Si la elección la ganara Henrique Capriles, el jefe de la oposición, la situación se tornaría contra su Gobierno. Su victoria sería por la mínima, y se enfrentaría a un chavismo desesperado y unido, trabajando desde el primer día para hacer fracasar al Gobierno. La oposición, por su parte, es un conglomerado de partidos que, ante las enormes dificultades que hallaría en el poder, tendería a dividirse. El desprestigio de este Gobierno sería muy rápido, mientras que la reputación del chavismo se acrecentaría a los ojos del pueblo, como el recuerdo del héroe muerto.
Por el contrario, de ganar Maduro, sería el chavismo quien tendría que apechugar con la presente ruina sin poder echarle la culpa a nadie.
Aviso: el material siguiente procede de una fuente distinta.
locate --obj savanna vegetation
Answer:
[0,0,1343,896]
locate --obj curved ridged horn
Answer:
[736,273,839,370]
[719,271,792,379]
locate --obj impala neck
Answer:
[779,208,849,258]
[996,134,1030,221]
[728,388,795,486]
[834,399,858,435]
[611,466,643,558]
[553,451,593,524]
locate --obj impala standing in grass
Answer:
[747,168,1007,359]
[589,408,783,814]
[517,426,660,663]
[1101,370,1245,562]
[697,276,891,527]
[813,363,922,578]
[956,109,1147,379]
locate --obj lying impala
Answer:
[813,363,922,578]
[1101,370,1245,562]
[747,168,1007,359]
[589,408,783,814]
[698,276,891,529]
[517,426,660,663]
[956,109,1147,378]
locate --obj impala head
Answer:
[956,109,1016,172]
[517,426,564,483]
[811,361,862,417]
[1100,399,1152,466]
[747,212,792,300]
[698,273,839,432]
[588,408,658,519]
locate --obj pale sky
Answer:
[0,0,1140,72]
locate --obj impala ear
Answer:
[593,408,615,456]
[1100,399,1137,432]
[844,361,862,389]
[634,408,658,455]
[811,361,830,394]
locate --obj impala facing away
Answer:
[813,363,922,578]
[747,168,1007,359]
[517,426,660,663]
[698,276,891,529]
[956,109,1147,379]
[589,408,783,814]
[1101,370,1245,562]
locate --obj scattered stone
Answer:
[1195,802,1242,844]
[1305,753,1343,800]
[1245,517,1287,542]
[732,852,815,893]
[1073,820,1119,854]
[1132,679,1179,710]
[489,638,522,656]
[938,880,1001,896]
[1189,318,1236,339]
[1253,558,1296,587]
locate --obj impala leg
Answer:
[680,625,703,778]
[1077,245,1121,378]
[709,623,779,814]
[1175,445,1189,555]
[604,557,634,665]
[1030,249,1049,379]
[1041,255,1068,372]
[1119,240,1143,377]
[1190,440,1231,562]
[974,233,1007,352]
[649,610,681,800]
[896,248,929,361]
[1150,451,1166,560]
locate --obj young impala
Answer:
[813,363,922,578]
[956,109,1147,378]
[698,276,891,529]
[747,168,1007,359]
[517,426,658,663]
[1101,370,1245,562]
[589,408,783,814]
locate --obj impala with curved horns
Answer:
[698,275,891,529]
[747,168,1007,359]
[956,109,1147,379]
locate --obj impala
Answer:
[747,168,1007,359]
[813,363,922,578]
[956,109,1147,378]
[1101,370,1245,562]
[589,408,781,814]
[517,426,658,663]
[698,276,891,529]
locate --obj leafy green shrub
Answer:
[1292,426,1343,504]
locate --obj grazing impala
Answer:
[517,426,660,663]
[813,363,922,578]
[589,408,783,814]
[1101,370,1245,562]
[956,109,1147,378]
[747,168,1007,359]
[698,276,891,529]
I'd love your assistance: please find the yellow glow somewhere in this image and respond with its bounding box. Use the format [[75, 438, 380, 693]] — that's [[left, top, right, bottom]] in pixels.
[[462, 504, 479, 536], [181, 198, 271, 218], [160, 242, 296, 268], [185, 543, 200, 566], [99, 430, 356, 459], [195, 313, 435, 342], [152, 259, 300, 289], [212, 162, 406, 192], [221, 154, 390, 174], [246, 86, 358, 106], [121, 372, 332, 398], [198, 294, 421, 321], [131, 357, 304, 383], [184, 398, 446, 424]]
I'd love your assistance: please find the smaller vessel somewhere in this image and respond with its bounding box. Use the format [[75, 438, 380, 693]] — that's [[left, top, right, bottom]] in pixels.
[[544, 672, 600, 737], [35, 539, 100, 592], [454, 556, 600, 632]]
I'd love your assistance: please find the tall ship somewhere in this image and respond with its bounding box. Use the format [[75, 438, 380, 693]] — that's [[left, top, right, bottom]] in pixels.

El único peligro para la democracia sería que Maduro intentara mantenerse en el poder recurriendo a la fuerza e implantando una dictadura. Pero eso sería su suicidio político.
En definitiva, es más justo y conveniente que sean los chavistas quienes administren la fatal herencia de su caudillo. Venezolanos: votad a Maduro.
Gabriel Tortella es profesor emérito de Historia Económica en la Universidad de Alcalá.